Ostwald has much company in criticizing Gould's Well Tempered Clavier, but he complains only of Gould's broken chords (a trivial criticism). He then goes on to praise Gould's recording of the Liszt-Beethoven 5th symphony as an example of Gould's ability to "toe the line" and "to play with authentic respect for the composer". But this recording is extremely wayward and eccentric, even for Gould. What could Ostwald have been thinking?
Ostwald does praise both of Gould's studio recordings of the Goldberg variations, and (correctly, IMO) argues that both have their virtues. But he unwittingly diplays shocking ignorance when he remarks on page 318 (re: Monsaingeon's filmed version of the Goldbergs) that "...Glenn's hands are often jittery--see for example variation 17...". This piqued my curiosity, so I popped the DVD in the player for a look. Gould's hands are steady as a rock in variation 17. Again, I had to ask myself what Ostwald was thinking. It then hit me, he must not know the correct number of the variation.... On a hunch I looked at *track* 18 of the DVD. Track 18 is where variation 17 would be found if the DVD began numbering tracks with the opening aria. But there is some biographical footage and a short interview which occupy tracks 1 and 2. Hence, all variations are "off" by 3. The aria is on track 3. Var 1 is on track 4, and so on.... This means track 18 is, in fact, variation 15. Indeed Gould's hands *are* shaking in this variation.
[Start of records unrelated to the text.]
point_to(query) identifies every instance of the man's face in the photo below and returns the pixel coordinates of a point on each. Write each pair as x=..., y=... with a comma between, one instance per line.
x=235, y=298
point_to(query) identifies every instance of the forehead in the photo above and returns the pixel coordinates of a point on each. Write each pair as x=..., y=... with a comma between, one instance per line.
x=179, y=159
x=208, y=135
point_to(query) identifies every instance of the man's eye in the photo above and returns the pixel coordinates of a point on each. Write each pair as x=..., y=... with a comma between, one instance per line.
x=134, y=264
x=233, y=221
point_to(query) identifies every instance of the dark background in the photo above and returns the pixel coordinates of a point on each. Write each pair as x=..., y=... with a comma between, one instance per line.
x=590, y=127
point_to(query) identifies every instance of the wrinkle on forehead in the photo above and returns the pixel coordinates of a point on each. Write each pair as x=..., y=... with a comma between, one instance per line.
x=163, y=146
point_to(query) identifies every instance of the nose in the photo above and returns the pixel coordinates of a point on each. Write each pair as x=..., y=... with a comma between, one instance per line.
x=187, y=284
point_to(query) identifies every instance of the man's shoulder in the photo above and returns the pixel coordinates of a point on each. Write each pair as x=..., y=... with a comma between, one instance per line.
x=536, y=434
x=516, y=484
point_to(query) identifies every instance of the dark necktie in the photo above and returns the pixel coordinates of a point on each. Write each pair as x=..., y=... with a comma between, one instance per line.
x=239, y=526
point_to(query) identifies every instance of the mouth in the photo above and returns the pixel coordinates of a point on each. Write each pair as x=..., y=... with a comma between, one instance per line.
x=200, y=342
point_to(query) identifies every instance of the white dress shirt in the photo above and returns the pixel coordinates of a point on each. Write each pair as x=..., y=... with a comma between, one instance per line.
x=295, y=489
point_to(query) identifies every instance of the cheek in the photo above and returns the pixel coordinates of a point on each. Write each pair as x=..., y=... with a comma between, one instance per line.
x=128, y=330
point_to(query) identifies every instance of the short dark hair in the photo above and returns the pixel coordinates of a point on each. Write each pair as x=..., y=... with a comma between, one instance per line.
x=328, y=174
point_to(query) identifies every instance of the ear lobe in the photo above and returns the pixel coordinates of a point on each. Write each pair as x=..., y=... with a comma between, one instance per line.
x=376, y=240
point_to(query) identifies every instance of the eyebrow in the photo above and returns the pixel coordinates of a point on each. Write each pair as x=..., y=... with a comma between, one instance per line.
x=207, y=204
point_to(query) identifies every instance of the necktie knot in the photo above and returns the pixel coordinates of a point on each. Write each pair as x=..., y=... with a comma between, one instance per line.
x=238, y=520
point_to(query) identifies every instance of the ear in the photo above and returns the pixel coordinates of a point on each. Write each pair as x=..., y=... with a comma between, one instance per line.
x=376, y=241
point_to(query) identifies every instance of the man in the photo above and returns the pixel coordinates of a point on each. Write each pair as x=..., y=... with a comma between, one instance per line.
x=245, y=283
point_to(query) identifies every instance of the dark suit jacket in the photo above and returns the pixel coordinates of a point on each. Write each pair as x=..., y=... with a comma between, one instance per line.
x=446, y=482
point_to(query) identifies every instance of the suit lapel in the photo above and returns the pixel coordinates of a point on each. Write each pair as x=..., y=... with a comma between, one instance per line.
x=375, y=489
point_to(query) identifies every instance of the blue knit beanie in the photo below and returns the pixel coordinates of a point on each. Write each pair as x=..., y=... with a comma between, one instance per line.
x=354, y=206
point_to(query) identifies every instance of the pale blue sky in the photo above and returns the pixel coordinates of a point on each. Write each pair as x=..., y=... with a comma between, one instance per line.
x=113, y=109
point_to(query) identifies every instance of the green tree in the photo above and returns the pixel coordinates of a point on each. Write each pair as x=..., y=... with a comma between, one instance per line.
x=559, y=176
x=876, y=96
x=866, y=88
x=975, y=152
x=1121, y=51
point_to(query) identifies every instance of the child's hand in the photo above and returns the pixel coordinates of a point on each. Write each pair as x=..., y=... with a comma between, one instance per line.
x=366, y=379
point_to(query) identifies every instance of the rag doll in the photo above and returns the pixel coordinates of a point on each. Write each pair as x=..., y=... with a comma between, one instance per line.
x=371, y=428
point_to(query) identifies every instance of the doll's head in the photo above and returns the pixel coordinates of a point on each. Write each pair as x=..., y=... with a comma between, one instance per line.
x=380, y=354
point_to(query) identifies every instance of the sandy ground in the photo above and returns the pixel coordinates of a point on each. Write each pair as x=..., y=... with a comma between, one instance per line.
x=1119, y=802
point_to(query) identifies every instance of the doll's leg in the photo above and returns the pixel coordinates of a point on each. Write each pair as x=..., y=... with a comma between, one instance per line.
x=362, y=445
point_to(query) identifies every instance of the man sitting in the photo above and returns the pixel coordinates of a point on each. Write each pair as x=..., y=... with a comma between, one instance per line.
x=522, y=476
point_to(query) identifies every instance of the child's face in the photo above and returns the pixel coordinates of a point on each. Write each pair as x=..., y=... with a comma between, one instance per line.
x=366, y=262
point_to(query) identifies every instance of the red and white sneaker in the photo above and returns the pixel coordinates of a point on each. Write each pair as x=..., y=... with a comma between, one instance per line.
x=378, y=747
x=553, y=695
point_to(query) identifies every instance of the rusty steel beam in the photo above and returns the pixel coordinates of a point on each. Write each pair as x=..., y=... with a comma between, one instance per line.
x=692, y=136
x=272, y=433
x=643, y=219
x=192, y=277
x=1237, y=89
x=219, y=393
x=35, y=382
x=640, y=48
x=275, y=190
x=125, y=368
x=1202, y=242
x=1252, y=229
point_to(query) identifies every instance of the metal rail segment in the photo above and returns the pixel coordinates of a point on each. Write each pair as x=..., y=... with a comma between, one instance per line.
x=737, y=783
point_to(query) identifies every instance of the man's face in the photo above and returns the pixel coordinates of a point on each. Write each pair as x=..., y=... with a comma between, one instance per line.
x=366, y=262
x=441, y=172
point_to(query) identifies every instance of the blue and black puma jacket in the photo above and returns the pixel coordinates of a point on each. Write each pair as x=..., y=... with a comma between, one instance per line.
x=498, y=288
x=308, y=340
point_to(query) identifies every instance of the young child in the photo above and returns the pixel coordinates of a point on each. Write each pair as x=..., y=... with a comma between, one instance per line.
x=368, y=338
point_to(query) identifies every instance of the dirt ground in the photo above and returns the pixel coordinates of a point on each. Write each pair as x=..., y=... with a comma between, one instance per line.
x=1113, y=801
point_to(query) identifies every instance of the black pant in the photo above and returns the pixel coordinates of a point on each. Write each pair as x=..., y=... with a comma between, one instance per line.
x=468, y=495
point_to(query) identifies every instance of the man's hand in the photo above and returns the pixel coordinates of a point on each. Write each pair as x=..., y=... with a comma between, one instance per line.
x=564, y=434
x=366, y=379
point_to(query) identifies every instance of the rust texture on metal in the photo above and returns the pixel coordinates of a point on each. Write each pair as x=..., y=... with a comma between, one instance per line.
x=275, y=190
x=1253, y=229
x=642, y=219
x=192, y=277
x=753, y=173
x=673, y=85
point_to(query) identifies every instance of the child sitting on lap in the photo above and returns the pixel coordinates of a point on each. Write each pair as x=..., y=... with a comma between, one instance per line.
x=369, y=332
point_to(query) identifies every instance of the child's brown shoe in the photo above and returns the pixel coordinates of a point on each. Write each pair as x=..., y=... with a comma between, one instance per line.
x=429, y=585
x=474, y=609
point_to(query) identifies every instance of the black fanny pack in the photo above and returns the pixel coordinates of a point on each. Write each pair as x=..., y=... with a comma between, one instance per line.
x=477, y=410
This must seem very trivial, but it isn't. Every student of the Goldbergs must know variation 15 from the others. For one, it is the first of Bach's minor key variations, and it occupies a crucial point in the structure of the Goldbergs (it is the last variation of the first half, before the French "overture"). For Ostwald to get the variation number wrong betrays a startling level of ignorance. Anyone who undertakes a biography of Gould should know these variations forward and back. As trivial as Ostwald's error may seem, it is startlingly telling.
But also any good Gould biographer should at least bring up the possibility that Gould's trembing hands are trembling with a purpose, not uncontrollably. As absurd as it may sound, Gould sometimes applied "vibrato" to the piano keys. He insisted, in typical eccentric fashion, that this had an effect on the sound. This theory is bolstered by the fact that, early on in the variation, Gould, who often (equally absurdly) "conducted" his own performances, brings his left hand up briefly and makes a vibrato gesture, the sort an orchestral conductor would make when he wants more sweetness from the strings. Thus, it seems likely that Gould is applying his trademark "paino vibrato" throughout the variation, especially since his hands, otherwise, seem very steady and controlled.
So why do I give this biography 3 stars? Because it offers some first hand insights which will be important to Gould fans and Scholars, and because the writing is good, not "inapt" as one reviewer puts it below. This is a page turner, and, for someone for whom writing is an avocation or a side line, Peter Ostwald offers lucid, engaging and well-organized prose. Even with its faults, I put this biography above Payzant's but below Friedrich's. I disagree with the reviewer who claims Gould lived without regrets. It is clear he was deeply troubled, and in many ways a tragic figure. Ostwald's biography communicates the "tragedy of genius" very eloquently. Genius need not be tragic, but part of Ostwald's point is to show, using Gould as a case in point, how the level of intensity genius requires can be its own sort of trap.